Meno male che la bevanda nazionale si chiama caffè, altrimenti non sapremmo come affrontare sul serio un’isola dove in piena estate il sole tramonta inderogabilmente alle 18. Preparato con la french press o con le macchine a filtro (ma pure alcuni espresso non sono malaccio), la scelta è tra non meno di 10 varietà locali da tutta l’Indonesia, dal più fresco ed erbaceo da Java al più corposo intenso e ricco di rimandi di tabacco da Nord Sumatra. In mezzo sta il cosiddetto re dei caffè gourmet, spesso ridotto ad una crudele giostra per turisti, il famigerato Kopi Luwac, altrimenti noto come “cacca caffè” per gli italiani di passaggio.

La storia la sapete, ma vale la pena ricordare che l’idea di tostare e utilizzare i chicchi ritrovati negli escrementi di questi viverridi (chiamati “civette delle palme”, simili a dei furetti) nasce dai tempi dell’occupazione olandese, che sfruttava le piantagioni di caffè proibendone il consumo ai balinesi che si accorsero presto che, appunto, negli escrementi delle civette si trovavano spesso le bacche digerite di caffè ancora utilizzabili per la tostatura. Il Kopi Luwaks è un caffè comunque particolare e interessante, ancora più che per il suo odore esotico, molto terroso e con rimandi a peperoni verdi con tocchi di caramello, muschio e pepe bianco, per la sua cremosità e il suo corpo sciropposo e rotondo, con un finale di cioccolato inconfondibile. Restano le riserve e la tristezza nel veder condannati questi animaletti a consumare soltanto caffè invece di una dieta più variegata, quasi alla stregua del trattamento subito dalle oche per il nostro amato foie gras. Se lo consumate, sappiate che contribuirete a far perdurare questo tipo di allevamento. Ma potete benissimo evitare di andare a vedere gli allevamenti di Luwaks e gustarvelo in uno dei tanti coffee shop a giro, accoglienti e pieni di onde wi-fi: sono cloni molto ben fatti di Starbucks con incluso persino un ottimo cheesecake agli Oreo.

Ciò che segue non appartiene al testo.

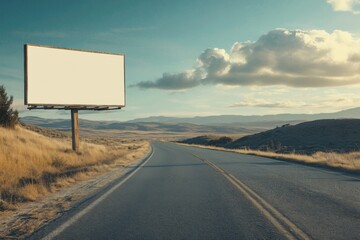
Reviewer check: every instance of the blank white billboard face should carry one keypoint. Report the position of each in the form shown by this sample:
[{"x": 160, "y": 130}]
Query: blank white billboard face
[{"x": 63, "y": 77}]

La verità però è che da queste parti anche per gustarsi il più spettacolare piatto locale, il maialino da latte al forno o Babi Guling (ostentato quasi come la religione sempre per marcare la differenza con l’Indonesia musulmana) non senti davvero il bisogno di alcol o freschezza, va benissimo anche una bevanda a base di ginger e altri ingredienti pseudo naturali, servita in bottiglia heineken riciclata. Solo così ti puoi lasciare avvolgere da tutte le spezie, i contrasti e gli aromi penetranti dell’isola, solo così, senza alcol, puoi gustarti l’armonia di questo street food che ha molto in comune con il porceddu sardo e la porchetta umbra, con in più il fascino di queste fritture ariose e delicate di cotenna di cui ti farciresti la valigia.

Eppoi diciamoci la verità, per godere di tramonti così, chi ha bisogno davvero di bere?

Andrea Gori

Quarta generazione della famiglia Gori – ristoratori in Firenze dal 1901 – è il primo a occuparsi seriamente di vino. Biologo, ricercatore e genetista, inizia gli studi da sommelier nel 2004. Gli serviranno 4 anni per diventare vice campione europeo. In pubblico nega, ma crede nella supremazia della Toscana sulle altre regioni del vino, pur avendo un debole per Borgogna e Champagne. Per tutti è “il sommelier informatico”.